Our Take
Breakthrough designation is a regulatory signal, not a clinical victory; the real test is whether Phase III data in infants and adults matches the Phase Ib promise in a small, pre-selected cohort.
Why it matters
SMA patients currently cycle through multiple treatments with diminishing returns. Once-yearly dosing could reduce treatment burden and open a pathway for patients who've exhausted gene therapy options. Biogen's three-arm Phase III programme will determine if this extends beyond the 24-person Phase Ib cohort.
Do this week
Clinicians: audit your current SMA patient roster for prior gene therapy exposure and neurofilament trajectory to identify candidates for STELLAR-II screening when enrollment opens June 2026.
Biogen's salanersen clears FDA breakthrough hurdle
The FDA has granted breakthrough therapy designation to salanersen (BIIB115), Biogen's antisense oligonucleotide for spinal muscular atrophy (SMA). The designation follows Phase Ib data presented at the 2026 Muscular Dystrophy Association Clinical and Scientific Conference and the fifth International Scientific Congress on SMA Europe.
The Phase Ib trial enrolled 24 participants aged 0.5 to 12 years. All showed improvements in at least one motor endpoint. Twelve of 24 achieved a new WHO motor milestone. Neurofilament light chain levels dropped meaningfully at six months and remained suppressed through follow-up. Adverse events were mild to moderate (company-reported).
Salanersen works as an intrathecal injection that corrects SMN2 pre-mRNA splicing to increase survival motor neuron (SMN) protein production. Unlike earlier antisense therapies, the new chemistry allows once-yearly administration rather than monthly or biannual dosing.
The breakthrough designation triggers a three-arm Phase III programme now recruiting:
- STELLAR-I: infants under six weeks old, treatment-naïve or presymptomatic, with genetic SMA diagnosis.
- SOLAR: teenagers and adults aged 15–60, either untreated or previously treated with risdiplam.
- STELLAR-II: infants previously treated with gene therapy (onasemnogene abeparvovec-xioi) before six weeks of age, planned to start June 2026.
Breakthrough designation accelerates FDA review timelines and signals that preliminary evidence supports the potential for substantial improvement over existing therapies. It does not guarantee approval.
The post-gene-therapy question
SMA is a rare neuromuscular disorder caused by loss of motor neurons. Gene therapy (onasemnogene) became standard of care for infants, but efficacy varies and retreatment is not yet standard. Some patients show suboptimal response or plateau. Salanersen targets this population directly.
The Phase Ib cohort was small and retrospectively selected for prior gene therapy failure. STELLAR-II will test whether once-yearly salanersen works in a prospectively enrolled, larger population. If motor function gains hold in Phase III and durability extends beyond 12 months, salanersen could become a bridge or follow-on therapy.

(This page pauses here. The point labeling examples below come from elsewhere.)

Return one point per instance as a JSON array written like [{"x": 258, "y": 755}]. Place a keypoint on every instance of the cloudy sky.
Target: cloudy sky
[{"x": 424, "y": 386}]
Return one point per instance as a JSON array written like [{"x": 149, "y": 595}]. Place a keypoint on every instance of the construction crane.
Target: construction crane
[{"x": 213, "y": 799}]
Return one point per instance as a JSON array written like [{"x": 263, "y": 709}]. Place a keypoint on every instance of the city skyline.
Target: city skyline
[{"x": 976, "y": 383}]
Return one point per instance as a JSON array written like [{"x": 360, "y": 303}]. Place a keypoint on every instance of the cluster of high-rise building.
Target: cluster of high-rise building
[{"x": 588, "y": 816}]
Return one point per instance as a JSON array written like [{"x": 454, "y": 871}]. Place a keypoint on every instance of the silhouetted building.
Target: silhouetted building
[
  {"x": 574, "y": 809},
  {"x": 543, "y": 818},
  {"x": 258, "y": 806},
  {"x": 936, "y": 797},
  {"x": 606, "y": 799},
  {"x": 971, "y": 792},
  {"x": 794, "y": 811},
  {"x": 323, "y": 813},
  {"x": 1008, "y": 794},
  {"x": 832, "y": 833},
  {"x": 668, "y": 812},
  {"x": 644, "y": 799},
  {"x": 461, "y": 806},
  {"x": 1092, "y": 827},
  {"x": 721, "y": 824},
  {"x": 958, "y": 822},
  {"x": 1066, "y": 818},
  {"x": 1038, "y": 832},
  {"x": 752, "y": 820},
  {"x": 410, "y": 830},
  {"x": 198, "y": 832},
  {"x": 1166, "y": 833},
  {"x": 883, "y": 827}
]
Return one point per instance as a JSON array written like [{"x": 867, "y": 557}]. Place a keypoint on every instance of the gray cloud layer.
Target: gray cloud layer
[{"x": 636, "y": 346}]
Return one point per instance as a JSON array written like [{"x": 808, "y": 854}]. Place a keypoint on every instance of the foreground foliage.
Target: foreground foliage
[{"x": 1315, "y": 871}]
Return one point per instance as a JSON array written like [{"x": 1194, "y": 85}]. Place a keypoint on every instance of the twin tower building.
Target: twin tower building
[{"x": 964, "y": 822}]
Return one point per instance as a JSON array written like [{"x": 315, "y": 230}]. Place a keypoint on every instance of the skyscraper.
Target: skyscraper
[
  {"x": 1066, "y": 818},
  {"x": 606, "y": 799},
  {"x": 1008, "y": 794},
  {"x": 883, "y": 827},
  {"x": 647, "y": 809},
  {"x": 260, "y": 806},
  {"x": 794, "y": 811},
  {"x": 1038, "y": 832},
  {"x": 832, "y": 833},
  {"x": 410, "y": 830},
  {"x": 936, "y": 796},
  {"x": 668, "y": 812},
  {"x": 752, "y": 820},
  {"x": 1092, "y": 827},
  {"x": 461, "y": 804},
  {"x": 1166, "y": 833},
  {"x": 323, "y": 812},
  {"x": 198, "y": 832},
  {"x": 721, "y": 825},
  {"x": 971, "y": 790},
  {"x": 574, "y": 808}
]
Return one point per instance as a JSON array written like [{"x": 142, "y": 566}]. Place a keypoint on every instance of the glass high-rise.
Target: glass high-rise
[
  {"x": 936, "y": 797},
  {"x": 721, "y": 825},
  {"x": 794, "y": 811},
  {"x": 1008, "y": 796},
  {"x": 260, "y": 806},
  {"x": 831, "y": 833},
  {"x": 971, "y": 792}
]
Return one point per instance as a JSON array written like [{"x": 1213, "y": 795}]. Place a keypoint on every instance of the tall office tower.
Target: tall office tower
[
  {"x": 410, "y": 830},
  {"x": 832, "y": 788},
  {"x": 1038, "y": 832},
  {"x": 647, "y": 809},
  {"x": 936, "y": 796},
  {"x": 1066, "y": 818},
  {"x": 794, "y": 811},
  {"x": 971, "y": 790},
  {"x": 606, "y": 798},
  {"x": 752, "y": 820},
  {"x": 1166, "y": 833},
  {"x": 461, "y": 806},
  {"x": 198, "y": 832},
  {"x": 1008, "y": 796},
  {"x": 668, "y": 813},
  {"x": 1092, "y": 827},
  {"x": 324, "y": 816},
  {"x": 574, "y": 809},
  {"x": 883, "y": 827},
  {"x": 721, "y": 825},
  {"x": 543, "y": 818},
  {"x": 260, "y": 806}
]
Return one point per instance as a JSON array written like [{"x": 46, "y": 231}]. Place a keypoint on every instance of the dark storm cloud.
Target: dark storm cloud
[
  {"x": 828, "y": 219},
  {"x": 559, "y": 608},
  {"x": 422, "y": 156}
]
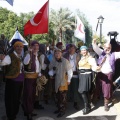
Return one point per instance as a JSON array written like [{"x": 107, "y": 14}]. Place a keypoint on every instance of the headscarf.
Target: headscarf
[
  {"x": 83, "y": 48},
  {"x": 34, "y": 42},
  {"x": 18, "y": 43}
]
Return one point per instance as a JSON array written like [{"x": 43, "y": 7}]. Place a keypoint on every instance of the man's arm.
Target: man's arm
[
  {"x": 5, "y": 60},
  {"x": 96, "y": 48}
]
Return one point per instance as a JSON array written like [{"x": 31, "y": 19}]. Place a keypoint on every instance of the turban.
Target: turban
[
  {"x": 83, "y": 48},
  {"x": 57, "y": 49},
  {"x": 34, "y": 42},
  {"x": 14, "y": 41},
  {"x": 59, "y": 43},
  {"x": 18, "y": 43}
]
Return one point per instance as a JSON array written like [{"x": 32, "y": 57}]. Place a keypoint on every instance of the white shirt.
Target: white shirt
[
  {"x": 7, "y": 61},
  {"x": 106, "y": 67},
  {"x": 72, "y": 60}
]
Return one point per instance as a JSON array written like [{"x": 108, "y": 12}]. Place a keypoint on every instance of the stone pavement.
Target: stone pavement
[{"x": 97, "y": 112}]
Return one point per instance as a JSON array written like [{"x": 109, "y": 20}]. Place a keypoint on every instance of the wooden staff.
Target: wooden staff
[{"x": 29, "y": 46}]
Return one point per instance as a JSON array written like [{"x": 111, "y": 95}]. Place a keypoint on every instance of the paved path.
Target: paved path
[{"x": 97, "y": 112}]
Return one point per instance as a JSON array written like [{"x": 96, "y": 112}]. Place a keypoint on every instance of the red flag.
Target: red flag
[
  {"x": 79, "y": 32},
  {"x": 39, "y": 23}
]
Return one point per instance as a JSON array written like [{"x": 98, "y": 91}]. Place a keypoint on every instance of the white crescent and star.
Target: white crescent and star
[
  {"x": 80, "y": 26},
  {"x": 32, "y": 21}
]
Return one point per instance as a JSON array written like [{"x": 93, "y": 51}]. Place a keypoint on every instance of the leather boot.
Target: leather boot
[
  {"x": 29, "y": 117},
  {"x": 87, "y": 109},
  {"x": 106, "y": 104}
]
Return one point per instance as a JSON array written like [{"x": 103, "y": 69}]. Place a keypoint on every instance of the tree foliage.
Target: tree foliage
[{"x": 61, "y": 25}]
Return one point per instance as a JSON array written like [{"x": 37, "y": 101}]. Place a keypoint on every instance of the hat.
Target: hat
[
  {"x": 57, "y": 49},
  {"x": 83, "y": 48},
  {"x": 34, "y": 42},
  {"x": 14, "y": 41},
  {"x": 59, "y": 43},
  {"x": 18, "y": 43}
]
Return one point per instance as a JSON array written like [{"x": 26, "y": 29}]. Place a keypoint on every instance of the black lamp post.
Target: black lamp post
[{"x": 100, "y": 21}]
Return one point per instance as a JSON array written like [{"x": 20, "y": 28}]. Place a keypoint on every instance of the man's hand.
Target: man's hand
[
  {"x": 2, "y": 56},
  {"x": 68, "y": 83},
  {"x": 99, "y": 67}
]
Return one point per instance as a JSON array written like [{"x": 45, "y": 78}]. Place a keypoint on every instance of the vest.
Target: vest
[
  {"x": 84, "y": 63},
  {"x": 13, "y": 70},
  {"x": 111, "y": 61},
  {"x": 31, "y": 67}
]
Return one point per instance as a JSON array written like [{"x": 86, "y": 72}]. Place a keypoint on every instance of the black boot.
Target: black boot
[
  {"x": 87, "y": 109},
  {"x": 76, "y": 106},
  {"x": 38, "y": 106},
  {"x": 29, "y": 117}
]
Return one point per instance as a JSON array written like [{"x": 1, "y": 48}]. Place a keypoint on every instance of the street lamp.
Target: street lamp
[{"x": 100, "y": 21}]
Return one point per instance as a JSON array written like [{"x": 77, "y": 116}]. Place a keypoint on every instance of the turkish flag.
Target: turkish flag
[
  {"x": 79, "y": 32},
  {"x": 38, "y": 24}
]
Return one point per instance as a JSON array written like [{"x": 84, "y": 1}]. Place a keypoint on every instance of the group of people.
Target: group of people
[{"x": 73, "y": 74}]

Dosing frequency matters clinically. Once yearly means fewer intrathecal procedures, lower infection risk, and better adherence. For pediatric patients and their families, reduced treatment burden translates to more stable development windows.
What to watch in the Phase III read-outs
Breakthrough designation does not resolve the open questions: efficacy in untreated infants (STELLAR-I), durability in older populations (SOLAR), and comparative benefit in gene-therapy-exposed cohorts (STELLAR-II). Each trial targets a different patient population and baseline motor function, so heterogeneous outcomes are likely.
The FDA will scrutinize neurofilament levels as a proxy for neurodegeneration, but motor milestones remain the primary clinical endpoint. Watch for durability data beyond 12 months and long-term safety signals in the intrathecal space (dorsal root ganglion toxicity has been an antisense concern).
Enrollment timelines matter. STELLAR-II starts June 2026. If recruitment lags in the gene-therapy-exposed arm, regulatory confidence in that subgroup may soften. Approval timing and label breadth will hinge on Phase III consistency and the FDA's appetite for subgroup analysis.